How, I asked Dine, could the United States get ever get Israel to actually yield occupied territory if it became clear that the Arabs were ready for peace, as in fact became the case after the 1993 Oslo agreement between Israel and the PLO?

Dine responded that although he hoped the day would come when Israeli leaders (and hence the lobby) would be ready for “compromise,” he did not think a president could make Israel do anything it didn’t want to do given the power of the organization he led and “our friends in Congress.”

But then he added a caveat: “Of course, if a president pushed hard enough, and told the American people that the Israeli-Palestinian conflict was damaging U.S. interests and that he had a plan to end it, he would prevail.”

He elaborated: “By that I mean AIPAC would have no choice but to support him. We can never defeat a president who reaches over the heads of AIPAC and Congress and invokes his prerogatives as president of the United States or, even more, the national interest.

The logic behind Dine’s thinking was simply that American Jews would never allow themselves to be perceived as putting Israel’s interests over America’s because (1) that would be bad for Jews and (2) American Jews are Americans before they are anything else.

It is fine to strongly support the Israeli government even when it is at odds with the U.S. government – but only up to a point. The point is when that support clearly contradicts U.S. interests, as defined by the president.

That is why the lobby was so outraged when Reagan administration officials suggested the lobby’s opposition to an arms sale to Saudi Arabia represented the wrong answer to the question of “Reagan or Begin?” That little phrase – “Reagan or Begin” – won the battle for the administration.

That is why any criticism of the lobby that even hints at the lobby’s putting Israel’s interests above America’s produces such fury, hence the recent hysteria over the use of the term “Israel Firster.”

American Jews will not tolerate the suggestion that they are anything but good Americans. Fighting a president over a national security issue is simply not sustainable.

Although a president’s choice for Secretary of Defense is not in really a national security issue, it does get to the question of an American president and his security prerogatives. After all, the Department of Defense personifies U.S. national security. Once President Obama made clear that he would nominate Hagel, the game was over.

Of course, the lobby claims that it actually did not fight to prevent the naming of Hagel. That is just silly. As someone who worked at AIPAC, in Congress and the State Department for 20 years, I know more than most that, when it comes to the Israel issue, nothing happens without the lobby’s involvement.
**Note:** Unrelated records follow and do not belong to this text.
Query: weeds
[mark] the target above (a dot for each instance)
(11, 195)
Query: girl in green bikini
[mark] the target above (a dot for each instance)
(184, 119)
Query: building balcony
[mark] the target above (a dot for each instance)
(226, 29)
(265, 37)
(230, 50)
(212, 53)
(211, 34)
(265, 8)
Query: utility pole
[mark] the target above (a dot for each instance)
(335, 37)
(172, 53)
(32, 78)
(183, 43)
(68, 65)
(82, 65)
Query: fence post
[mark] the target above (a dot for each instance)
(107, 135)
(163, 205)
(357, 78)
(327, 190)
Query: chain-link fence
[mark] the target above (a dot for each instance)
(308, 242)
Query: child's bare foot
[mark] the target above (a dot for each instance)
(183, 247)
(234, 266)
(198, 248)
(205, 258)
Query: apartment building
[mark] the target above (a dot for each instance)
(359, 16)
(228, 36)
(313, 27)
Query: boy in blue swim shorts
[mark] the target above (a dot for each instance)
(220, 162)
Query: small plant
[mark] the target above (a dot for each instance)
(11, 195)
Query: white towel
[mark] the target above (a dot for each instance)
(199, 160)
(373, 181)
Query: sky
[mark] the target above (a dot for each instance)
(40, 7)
AIPAC is, like most professional lobbies, highly protective of its role. Its associates and friends, widely quoted in the media as demanding that Hagel not be appointed, would never have been so aggressive without AIPAC’s go-ahead. That is how it works. It always has.

Frankly, I am surprised that the president went ahead over the lobby’s opposition. I am well-known for my belief that it could not be beaten, although I have always offered the caveat that it would be if a president fought back hard.
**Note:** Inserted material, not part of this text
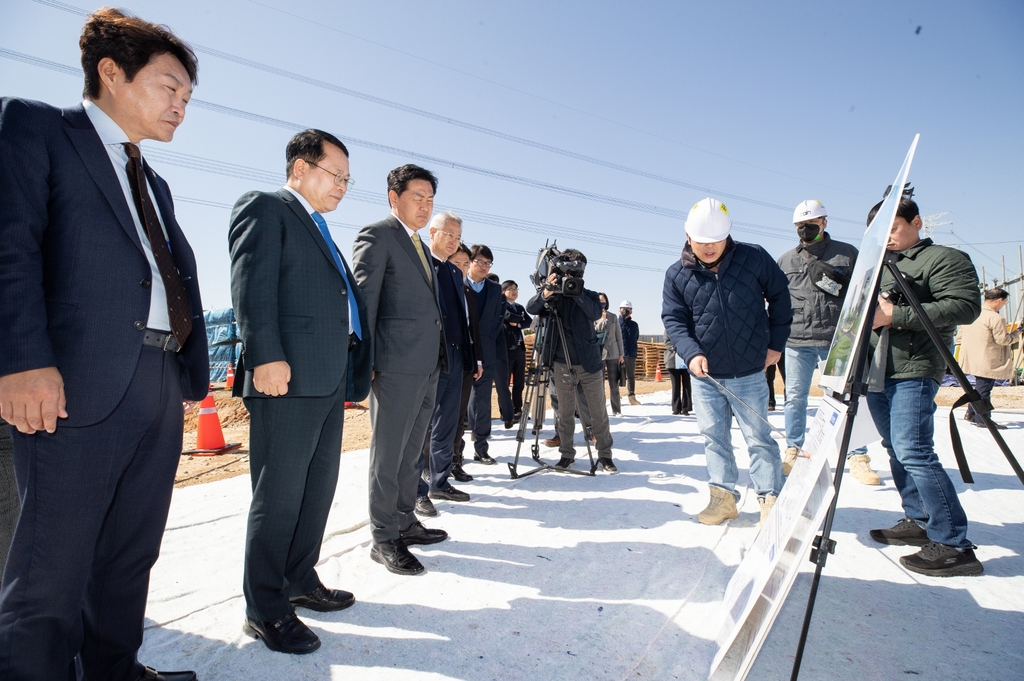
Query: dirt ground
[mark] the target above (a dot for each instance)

Obama did, and Chuck Hagel will almost surely be the next Secretary of Defense.

That is good news but far less significant than the implications for peace. As Dine told me all those years ago, if a president pushes for a peace agreement that advances U.S. interests while not harming Israel’s, he will prevail.
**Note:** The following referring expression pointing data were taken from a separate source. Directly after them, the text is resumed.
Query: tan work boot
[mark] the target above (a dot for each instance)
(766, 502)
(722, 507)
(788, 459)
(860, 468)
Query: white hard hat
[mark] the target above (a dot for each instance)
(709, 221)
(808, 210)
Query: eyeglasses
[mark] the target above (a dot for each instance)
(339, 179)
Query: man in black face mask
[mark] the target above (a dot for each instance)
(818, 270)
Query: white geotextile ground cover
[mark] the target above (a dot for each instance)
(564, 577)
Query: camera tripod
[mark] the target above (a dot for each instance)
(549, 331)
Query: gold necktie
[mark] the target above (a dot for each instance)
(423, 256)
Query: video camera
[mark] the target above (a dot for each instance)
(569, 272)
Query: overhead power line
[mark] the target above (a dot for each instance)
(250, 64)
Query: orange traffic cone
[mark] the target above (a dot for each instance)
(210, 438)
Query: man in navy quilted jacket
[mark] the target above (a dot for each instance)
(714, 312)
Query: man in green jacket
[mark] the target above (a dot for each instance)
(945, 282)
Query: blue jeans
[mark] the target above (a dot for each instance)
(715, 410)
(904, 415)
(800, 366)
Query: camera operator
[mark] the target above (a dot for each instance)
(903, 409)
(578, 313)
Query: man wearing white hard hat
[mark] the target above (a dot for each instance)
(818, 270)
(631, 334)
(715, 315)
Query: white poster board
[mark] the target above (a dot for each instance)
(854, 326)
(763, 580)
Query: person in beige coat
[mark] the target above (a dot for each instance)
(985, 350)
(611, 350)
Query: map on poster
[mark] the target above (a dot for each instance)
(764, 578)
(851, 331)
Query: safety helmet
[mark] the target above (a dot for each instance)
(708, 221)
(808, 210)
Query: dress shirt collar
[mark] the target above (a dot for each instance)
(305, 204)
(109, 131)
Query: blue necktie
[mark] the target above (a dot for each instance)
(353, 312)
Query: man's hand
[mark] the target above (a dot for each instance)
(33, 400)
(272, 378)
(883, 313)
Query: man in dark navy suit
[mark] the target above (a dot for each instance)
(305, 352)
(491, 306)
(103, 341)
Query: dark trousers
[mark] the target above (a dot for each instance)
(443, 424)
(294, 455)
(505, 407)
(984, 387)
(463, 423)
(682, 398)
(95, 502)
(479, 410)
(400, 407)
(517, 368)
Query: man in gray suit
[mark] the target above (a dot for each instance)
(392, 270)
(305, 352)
That means that he can insist on an end to the occupation and the creation of a viable Palestinian state in the lands Israel has occupied since 1967. As long as Israel’s security is not put at risk (and no president would put it at risk), the president will prevail. This is especially the case because an end to the occupation (with security guarantees for Israel and the new state) would advance Israel’s security not damage it.

The lobby will not be able to block a president determined to end the Israeli-Palestinian conflict on terms fair to both sides. It is like the father of modern Zionism, Theodor Herzl, said: “If you will it, it is no dream.”

It is, as Obama demonstrated with Hagel, just a matter of will.